The Farm Animal Campaigns

In the late eighties, noting that 95 percent of all animal suffering involves farm animals, ARI broadened its focus to address the institutionalized abuse of billions of animals factory farmed in the US each year. A 1989 Campaign against Perdue Farms’ treatment of broiler chickens, factory workers and the environment resulted in enormous publicity and generated dozens of related television and print reports including a major article in the New York Times Magazine. Another campaign targeted the shackling and hoisting of large animals during slaughter. This painful practice involved hoisting animals weighing several hundred pounds by a shackle attached to a hind leg. Over a period of two and a half years, major meat slaughter facilities were persuaded to install upright restrainer technology with the result that shackling and hoisting is now all but phased out in the US.
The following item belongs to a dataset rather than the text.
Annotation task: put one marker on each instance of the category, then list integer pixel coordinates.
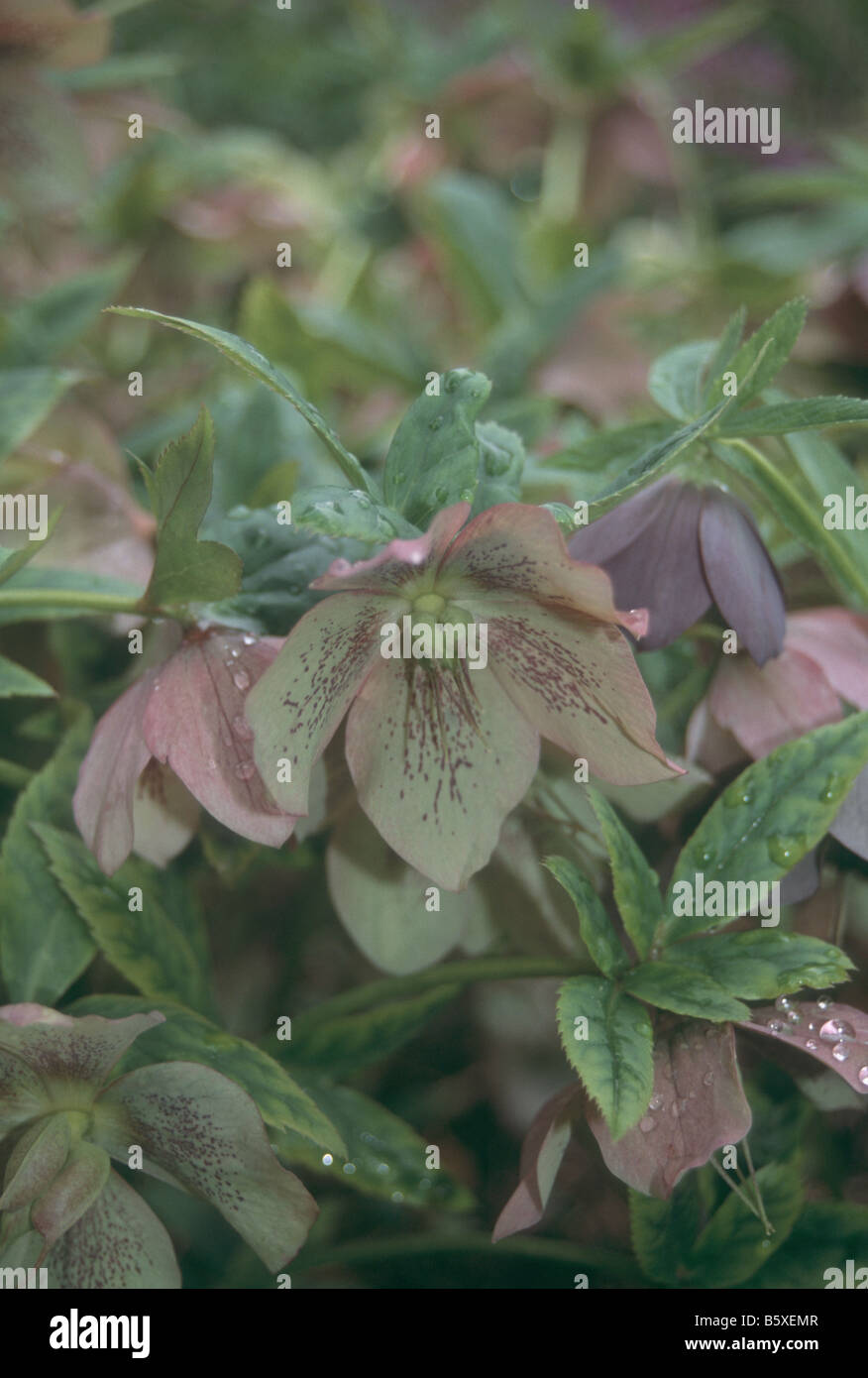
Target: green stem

In 1994 ARI launched a campaign to halt the US government’s plan to expand its program of branding cattle imported from Mexico on the face. Full page ads in the New York Times and other major news-papers resulted in more than 12,000 letters to the Secretary of Agriculture and over a thousand phone calls to his office in two days. Within a year the USDA abolished all face branding of animals in the US. In response to the huge public outcry about face branding, USDA further agreed to create an in-house Farm Animal Task Group to address overall issues of farm animal well-being. ARI continues to work with USDA on a regular basis.
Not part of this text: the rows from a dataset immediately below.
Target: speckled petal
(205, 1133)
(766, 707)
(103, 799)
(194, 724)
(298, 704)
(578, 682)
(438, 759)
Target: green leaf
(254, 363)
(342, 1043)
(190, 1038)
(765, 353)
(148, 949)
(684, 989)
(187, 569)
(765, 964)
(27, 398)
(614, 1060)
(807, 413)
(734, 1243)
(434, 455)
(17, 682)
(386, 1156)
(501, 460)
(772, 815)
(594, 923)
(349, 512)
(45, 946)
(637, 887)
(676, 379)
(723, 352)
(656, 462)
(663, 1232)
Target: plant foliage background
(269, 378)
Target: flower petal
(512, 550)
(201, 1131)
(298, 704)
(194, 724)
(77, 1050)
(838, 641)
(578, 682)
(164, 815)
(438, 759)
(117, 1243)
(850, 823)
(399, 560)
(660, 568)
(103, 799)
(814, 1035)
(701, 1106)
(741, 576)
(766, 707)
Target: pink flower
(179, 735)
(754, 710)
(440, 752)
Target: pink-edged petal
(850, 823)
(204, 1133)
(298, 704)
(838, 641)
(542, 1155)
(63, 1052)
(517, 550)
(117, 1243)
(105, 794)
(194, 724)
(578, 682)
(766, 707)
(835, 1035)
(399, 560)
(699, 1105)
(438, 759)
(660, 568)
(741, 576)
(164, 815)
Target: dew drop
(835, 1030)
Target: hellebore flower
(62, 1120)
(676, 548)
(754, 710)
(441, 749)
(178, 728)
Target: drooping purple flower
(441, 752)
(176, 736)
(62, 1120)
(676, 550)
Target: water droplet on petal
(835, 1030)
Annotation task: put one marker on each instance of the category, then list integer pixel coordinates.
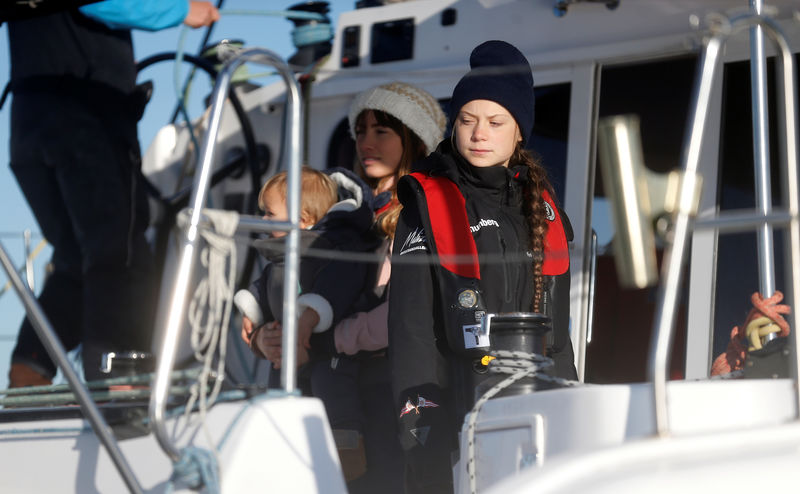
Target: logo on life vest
(421, 403)
(548, 211)
(482, 223)
(414, 241)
ARI seeks to reduce animal suffering by reducing the consumption of animal products, as well as by refining animal agriculture methods. In 1996, in an effort to broaden the scope of this philosophy, ARI approached the Johns Hopkins School of Public Health with a proposal for a center to address and solve problems created by the close linkages between meat-eating, factory farming and such social ills as poor public health, world hunger and environmental destruction. In 1997, Johns Hopkins created The Center for a Livable Future which brings an interdisciplinary approach to these and other problems. The center will be a credible voice in making the argument for a diet low in animal products.